The way it works is that a material (usually plastic filament) is loaded into the 3D printer and pushed through a heated printer nozzle. The melted liquid material is thus deposited onto the build platform, where it solidifies by cooling. The print head continues like this tracing out the pattern of the first layer onto the build plate. After the first layer is complete, the print head moves up one layer height, and starts building the next layer on top of the first one. This continues until the whole object is constructed.
There is a large variety of materials available for FDM type machines, and a large variety in the printers themselves, using the technique described above, or slight variations thereof. (For more information see Material extrusion technologies.)
The wide availability of low-cost FDM printers and the accompanying materials makes the technology a great point of entry to 3D printing, but the quality of the parts is generally less desirable than that of other processes, and low-cost machines might also mean more problems that can arise with the prints.
Vat Polymerization / SLA (Stereolithography) / DLP (Digital Light Processing)
Vat Polymerization is the oldest type of 3D printing. It uses a UV light to solidify (cure) liquid photopolymer resin in a vat in a specific pattern one layer at a time. After every layer the build platform raises by one layer height, and curing the next layer begins, adhering to the bottom of the previous one.
Vat polymerization results in a good surface finish, but it requires [Vat polymerization post-processing|post-processing] and the handling of irritant chemicals.
Material jetting creates objects in a similar method to a two dimensional ink jet printer. Material is jetted onto a build platform where it solidifies and the model is built layer by layer. Material is deposited from a nozzle which moves horizontally across the build platform. Machines vary in complexity and in their methods of controlling the deposition of material. The material layers are then cured or hardened using ultraviolet (UV) light.
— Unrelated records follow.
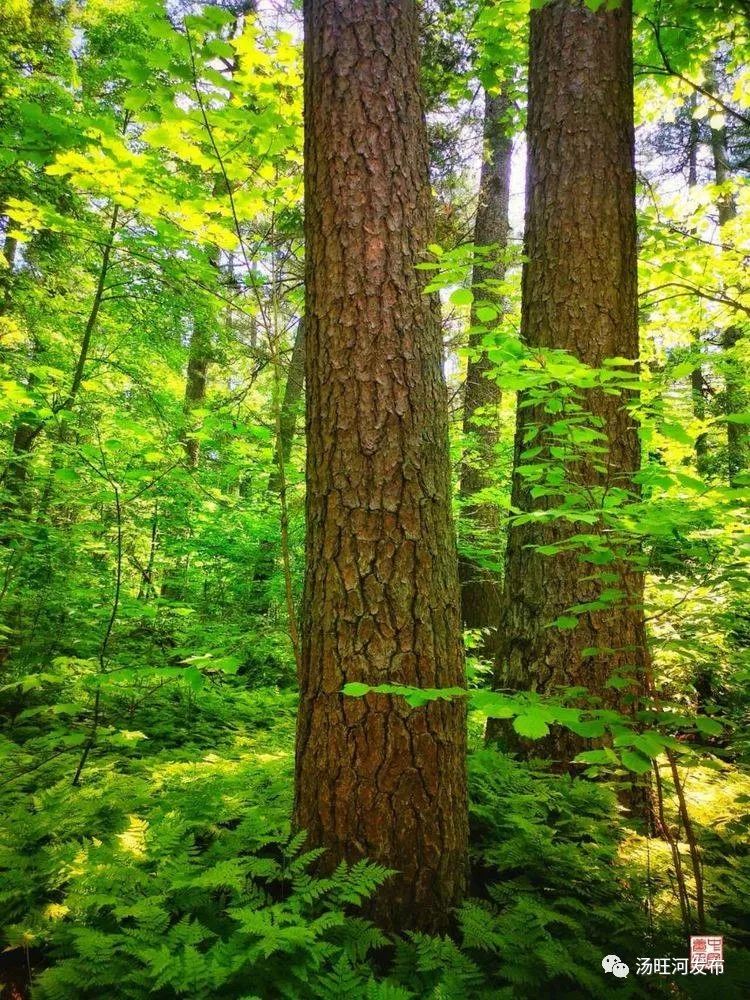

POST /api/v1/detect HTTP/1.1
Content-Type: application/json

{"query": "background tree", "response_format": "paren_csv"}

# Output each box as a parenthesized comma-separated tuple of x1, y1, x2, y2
(491, 0, 648, 765)
(458, 88, 513, 660)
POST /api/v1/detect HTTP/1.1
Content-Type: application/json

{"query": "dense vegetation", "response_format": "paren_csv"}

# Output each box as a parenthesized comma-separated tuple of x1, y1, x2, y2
(0, 0, 748, 996)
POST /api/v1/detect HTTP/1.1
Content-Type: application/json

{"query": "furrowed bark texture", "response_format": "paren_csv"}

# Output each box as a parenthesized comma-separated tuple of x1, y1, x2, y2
(459, 91, 512, 657)
(492, 0, 647, 763)
(294, 0, 468, 932)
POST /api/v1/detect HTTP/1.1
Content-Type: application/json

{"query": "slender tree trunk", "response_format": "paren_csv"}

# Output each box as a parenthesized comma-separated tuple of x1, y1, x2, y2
(267, 316, 305, 496)
(686, 105, 710, 474)
(691, 362, 710, 475)
(491, 0, 647, 765)
(294, 0, 467, 933)
(138, 502, 158, 601)
(160, 321, 210, 601)
(710, 121, 748, 484)
(182, 324, 211, 469)
(0, 227, 17, 314)
(251, 317, 306, 598)
(459, 91, 512, 659)
(1, 204, 119, 510)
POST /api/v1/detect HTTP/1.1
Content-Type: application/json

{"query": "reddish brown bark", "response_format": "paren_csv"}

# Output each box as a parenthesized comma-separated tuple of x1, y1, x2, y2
(294, 0, 468, 932)
(459, 90, 512, 658)
(491, 0, 648, 763)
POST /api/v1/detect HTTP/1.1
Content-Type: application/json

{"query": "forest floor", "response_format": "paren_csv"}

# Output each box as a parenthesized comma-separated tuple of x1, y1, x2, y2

The binder jetting process uses two materials; a powder material and a liquid binder. The binder acts as an adhesive between powder layers. A print head moves horizontally along the x and y axes of the machine and deposits alternating layers of the build material and the binding material. After each layer, the object being printed is lowered on its build platform.
Due to the method of binding, the material characteristics are not always suitable for structural parts and despite the relative speed of printing, additional post processing (see below) can add significant time to the overall process.
As with other powder based manufacturing methods, the object being printed is self-supported within the powder bed and is removed from the unbound powder once completed. The technology is often referred to as 3DP technology and is copyrighted under this name.